Earlier this morning, the ABC aired video footage of a man unloading hundreds of thousands of dollars in a room which has been specially hired for high-roller customers at Crown Casino Melbourne.
The footage was shot on Crown’s own security cameras. It caught an unknown man handing over massive amounts of Australian dollars inside a special room which the Chinese junket operator Suncity had hired at Crown. The video footage shows him pulling the money out from a freezer shopping bag and exchanging it for high-value casino chips.
The Macau-based junket operator Suncity has been known for taking affluent Chinese gamblers to Australian casinos. The gambling tour operator has a special gaming room at Crown.
Along with the footage of the man unloading the “bricks” of AU$50 and AU$100 notes, the local broadcaster also aired the latest whistleblower’s claims that foreign VIP customers who came to Crown Casino Melbourne to gamble often used private jets to enter the country, bypassing customs inspections and exchanging huge amounts of money without any trace left. These allegations have been recently brought to light by independent Member of Parliament and long-time anti-gambling advocate Andrew Wilkie who has shared his concern with the practice.
If these claims are proven to be true, it may turn out that Crown Casino Melbourne has not been compliant with the Australian anti-money laundering regulations which require all transactions which exceed AU$10,000 to be reported to federal authorities.
New Whistleblower Claims Crown Casino Melbourne Violates Customs Inspection Regulations
Back in 2017, the above-mentioned Suncity room faced closure by the Victorian Commission for Gaming and Liquor Regulation over allegations that it has been linked to organised crime. However, in reality, the room remains open. Moreover, the whistleblower also claims that high-rollers in Crown Casino Melbourne are never confronted by the staff, and the latter are even required to provide everything that the casino high-roller customers could ask for, including drugs or sex workers.

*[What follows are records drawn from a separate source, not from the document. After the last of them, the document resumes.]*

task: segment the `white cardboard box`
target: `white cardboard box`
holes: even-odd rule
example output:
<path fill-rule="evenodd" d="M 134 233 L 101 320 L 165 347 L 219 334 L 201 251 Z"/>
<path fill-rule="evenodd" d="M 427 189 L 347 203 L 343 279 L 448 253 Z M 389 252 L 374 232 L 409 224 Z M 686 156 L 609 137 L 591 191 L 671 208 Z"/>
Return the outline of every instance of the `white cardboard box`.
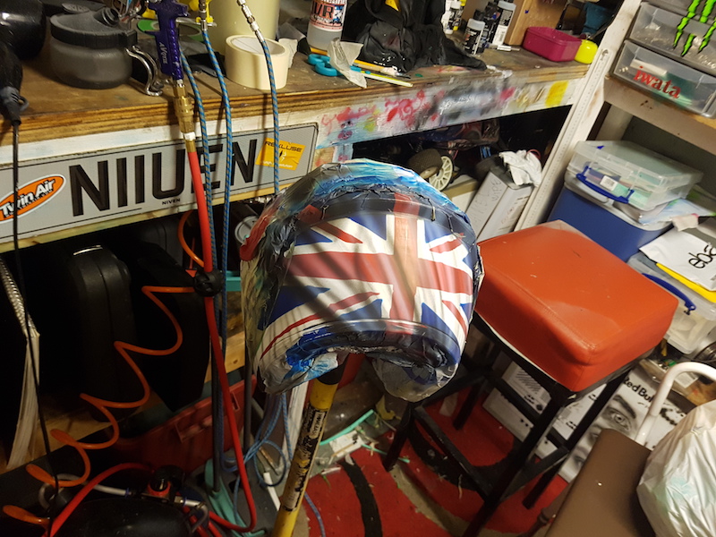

The man, who remains unnamed for security reasons, has told MP Wilkie that he has been working as a chauffeur at the casino, which is how he had the internal information unveiled. He claims that literally anybody could walk in the gambling venue with any amount of money and launder it, and no one really cares about that. According to him, the fact there has been reduced presence of state police inside the casino has facilitated some of these actions, making it possible for suspected criminals to launder money at the casino.
Andrew Wilkie claims that currently, the crisis at Crown Casino Melbourne is “multinational, multi-jurisdictional and multi-agency”. According to him, the fact the casino has been unwilling to follow the respectable regulation indicated a massive failure on the part of the Victorian gambling regulatory body, the Australian federal and Victoria state police, as well as of the AUSTRAC (Australian Transaction Reports and Analysis Centre).
Workers at Crown Casino Melbourne Call for Higher Wages and Better Job Security
While the political heat has been rising along with the allegations of illegal dealing faced by Crown Casino Melbourne, the gambling venue’s staff is making the pressure even worse.
As revealed by the United Workers Union, about 1,000 casino staff and their supporters are fighting for wage increase and job security and as the Union unveiled, they are already in the final stages of a ballot on whether to strike for the first time in more than a decade and a half during the upcoming Spring Racing Carnival. As Tim Kennedy, the Union national secretary, explained, workers at Crown Casino Melbourne claim that the gambling venue should be able to offer a full-time job to all employees who want one.
A spokesperson for the casino said that the company expected to have an agreement finalised soon. He further noted that Crown is willing to provide a flexible workplace, especially for the staff members who prefer to be working on part-time jobs or want to be engaged on a casual basis.